The RTLS was first installed in 2004 in Christiana Hospital, the larger of the two hospitals, located on a suburban campus south of the City of Wilmington. The hospital deployed about 500 reusable tags to help track and monitor the care of the approximately 100,000 patients that come through its emergency department each year. In 2006, Christiana Care installed the system at Wilmington Hospital, in the downtown business district of Wilmington. There, it employs about 300 tags for the approximately 50,000 patients treated at its emergency ward annually. In addition, the staff uses the badges as well.

Upon arrival at one of the emergency departments, a patient receives a fluorescent-green disc-shaped plastic badge with a clip for attachment to clothing. Each badge's RFID tag has a unique ID number, which is input into the system and correlated with the patient's information. The tags communicate their unique numbers by transmitting signals to about 300 infrared and RFID sensors situated through the emergency departments. In a typical deployment, the RFID sensors are spaced about 60 to 90 feet apart, while the infrared sensors are placed wherever an exact location is needed, such as in a room.

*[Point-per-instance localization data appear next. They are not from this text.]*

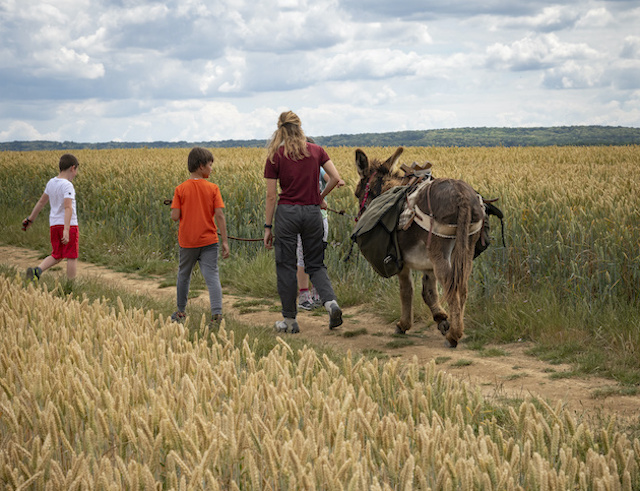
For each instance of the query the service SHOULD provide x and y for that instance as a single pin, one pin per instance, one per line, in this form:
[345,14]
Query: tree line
[452,137]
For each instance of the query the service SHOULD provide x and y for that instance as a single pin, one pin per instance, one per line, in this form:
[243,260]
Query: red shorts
[60,250]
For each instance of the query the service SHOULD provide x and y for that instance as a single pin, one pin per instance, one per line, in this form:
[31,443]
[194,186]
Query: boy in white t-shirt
[63,219]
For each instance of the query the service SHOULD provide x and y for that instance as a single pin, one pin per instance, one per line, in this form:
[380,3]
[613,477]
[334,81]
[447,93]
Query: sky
[197,70]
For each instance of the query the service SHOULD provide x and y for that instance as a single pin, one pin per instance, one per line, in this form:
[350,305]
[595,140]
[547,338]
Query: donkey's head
[375,176]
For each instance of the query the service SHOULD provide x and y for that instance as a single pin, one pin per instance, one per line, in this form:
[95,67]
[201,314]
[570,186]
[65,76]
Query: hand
[268,238]
[225,250]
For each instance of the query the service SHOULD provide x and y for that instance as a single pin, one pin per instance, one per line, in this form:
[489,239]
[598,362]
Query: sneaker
[33,273]
[335,314]
[306,305]
[304,300]
[315,298]
[283,326]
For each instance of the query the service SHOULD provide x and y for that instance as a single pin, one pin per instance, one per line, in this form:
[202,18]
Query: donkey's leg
[464,287]
[431,298]
[406,299]
[457,298]
[444,272]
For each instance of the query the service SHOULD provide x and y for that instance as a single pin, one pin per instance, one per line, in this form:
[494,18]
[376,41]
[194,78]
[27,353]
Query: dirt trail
[515,374]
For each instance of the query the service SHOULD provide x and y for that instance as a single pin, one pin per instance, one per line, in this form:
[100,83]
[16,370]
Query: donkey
[447,258]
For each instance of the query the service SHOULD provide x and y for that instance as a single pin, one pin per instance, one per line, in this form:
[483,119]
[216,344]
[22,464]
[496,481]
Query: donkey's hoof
[443,327]
[451,343]
[400,329]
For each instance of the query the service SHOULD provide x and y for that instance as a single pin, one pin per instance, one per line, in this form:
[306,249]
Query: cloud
[536,53]
[142,70]
[631,47]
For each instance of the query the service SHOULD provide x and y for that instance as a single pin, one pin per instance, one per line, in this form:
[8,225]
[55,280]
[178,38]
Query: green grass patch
[400,342]
[442,359]
[462,362]
[354,333]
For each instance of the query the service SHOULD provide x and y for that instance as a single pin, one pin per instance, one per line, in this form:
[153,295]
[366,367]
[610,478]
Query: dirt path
[514,374]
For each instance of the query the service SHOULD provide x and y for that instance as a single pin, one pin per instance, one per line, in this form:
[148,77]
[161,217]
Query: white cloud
[85,70]
[536,52]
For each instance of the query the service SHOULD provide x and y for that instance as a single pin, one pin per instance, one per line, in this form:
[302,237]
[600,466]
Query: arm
[44,199]
[221,223]
[68,212]
[270,208]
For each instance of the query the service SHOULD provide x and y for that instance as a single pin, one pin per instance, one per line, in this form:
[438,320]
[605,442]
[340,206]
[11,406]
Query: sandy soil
[513,375]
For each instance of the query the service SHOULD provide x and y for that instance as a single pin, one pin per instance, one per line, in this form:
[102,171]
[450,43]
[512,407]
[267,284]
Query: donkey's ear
[362,163]
[391,161]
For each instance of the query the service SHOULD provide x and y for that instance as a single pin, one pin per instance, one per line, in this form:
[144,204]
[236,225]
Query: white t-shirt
[58,189]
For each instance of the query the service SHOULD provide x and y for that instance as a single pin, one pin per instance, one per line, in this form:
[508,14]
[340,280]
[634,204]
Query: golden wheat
[101,397]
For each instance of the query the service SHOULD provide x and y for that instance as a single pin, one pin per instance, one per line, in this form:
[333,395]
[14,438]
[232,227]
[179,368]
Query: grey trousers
[305,220]
[207,256]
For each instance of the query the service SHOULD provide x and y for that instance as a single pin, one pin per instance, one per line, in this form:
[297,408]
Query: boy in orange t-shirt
[197,204]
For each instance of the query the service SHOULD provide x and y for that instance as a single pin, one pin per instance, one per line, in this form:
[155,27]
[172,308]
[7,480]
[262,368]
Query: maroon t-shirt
[298,178]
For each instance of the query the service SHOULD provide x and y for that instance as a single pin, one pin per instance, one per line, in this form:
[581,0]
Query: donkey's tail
[461,255]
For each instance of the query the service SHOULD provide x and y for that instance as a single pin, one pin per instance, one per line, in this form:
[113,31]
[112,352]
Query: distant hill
[455,137]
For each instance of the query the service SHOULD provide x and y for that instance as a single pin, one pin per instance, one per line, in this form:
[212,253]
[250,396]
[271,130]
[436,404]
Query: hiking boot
[335,314]
[306,305]
[304,300]
[283,326]
[33,274]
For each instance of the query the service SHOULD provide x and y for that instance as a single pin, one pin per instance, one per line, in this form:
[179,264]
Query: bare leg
[72,268]
[48,262]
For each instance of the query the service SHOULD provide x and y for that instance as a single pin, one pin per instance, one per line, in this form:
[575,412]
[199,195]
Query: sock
[329,304]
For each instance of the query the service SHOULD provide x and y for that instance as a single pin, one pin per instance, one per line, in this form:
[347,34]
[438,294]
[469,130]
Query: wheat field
[568,278]
[99,397]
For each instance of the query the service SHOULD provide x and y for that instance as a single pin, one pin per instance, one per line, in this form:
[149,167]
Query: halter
[363,203]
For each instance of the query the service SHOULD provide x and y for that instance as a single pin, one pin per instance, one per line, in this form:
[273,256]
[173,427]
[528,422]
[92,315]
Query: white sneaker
[304,300]
[284,326]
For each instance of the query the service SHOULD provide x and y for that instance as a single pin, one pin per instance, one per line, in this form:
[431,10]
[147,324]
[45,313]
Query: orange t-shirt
[197,200]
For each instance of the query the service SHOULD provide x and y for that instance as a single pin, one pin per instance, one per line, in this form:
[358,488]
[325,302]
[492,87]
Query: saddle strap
[444,230]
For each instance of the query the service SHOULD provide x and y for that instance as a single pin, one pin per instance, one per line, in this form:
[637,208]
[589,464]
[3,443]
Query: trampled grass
[568,278]
[107,397]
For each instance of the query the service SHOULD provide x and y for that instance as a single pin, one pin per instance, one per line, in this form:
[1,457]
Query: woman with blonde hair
[295,163]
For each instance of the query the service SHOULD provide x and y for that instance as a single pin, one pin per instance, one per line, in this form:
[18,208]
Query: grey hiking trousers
[207,257]
[306,220]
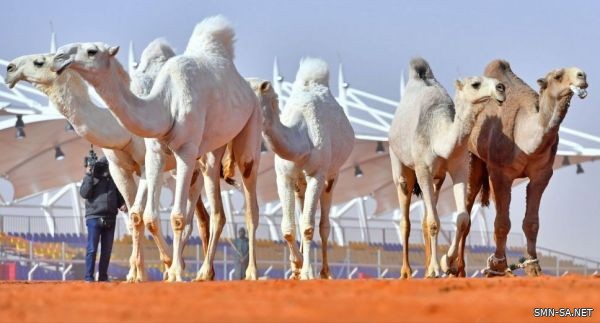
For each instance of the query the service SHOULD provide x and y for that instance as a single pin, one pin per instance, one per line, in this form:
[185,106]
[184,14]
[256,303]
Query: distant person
[102,204]
[242,247]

When a sensor receives a signal from a tag, it passes on the tag's unique ID number and its location to a collector, which forwards that data to a concentrator. In a typical implementation, there are 24 sensors to one collector, and four collectors per concentrator (which can typically cover a hospital floor). The concentrator shares the collected data with Amelior EDTracker, which staff can access via computers to track patient locations anywhere in the emergency and radiology units. Usually, the tags communicate via infrared signaling. The infrared technology, however, requires an unobstructed line-of-sight between the tag and the sensor; if a clear line of sight is unavailable, a badge uses its active RFID transponder to transmit its ID number.

The health-care organization implemented the RTLS to make it easier to track patients in its emergency rooms. Prior to the RTLS deployment, the staff needed to make numerous phone calls and physically canvass rooms to locate particular patients. But there was still an opportunity to leverage the RTLS to streamline other processes, says Chris Konen, project manager for both the Amelior EDTracker and Premise implementations— particularly the cleaning and assigning of beds to patients.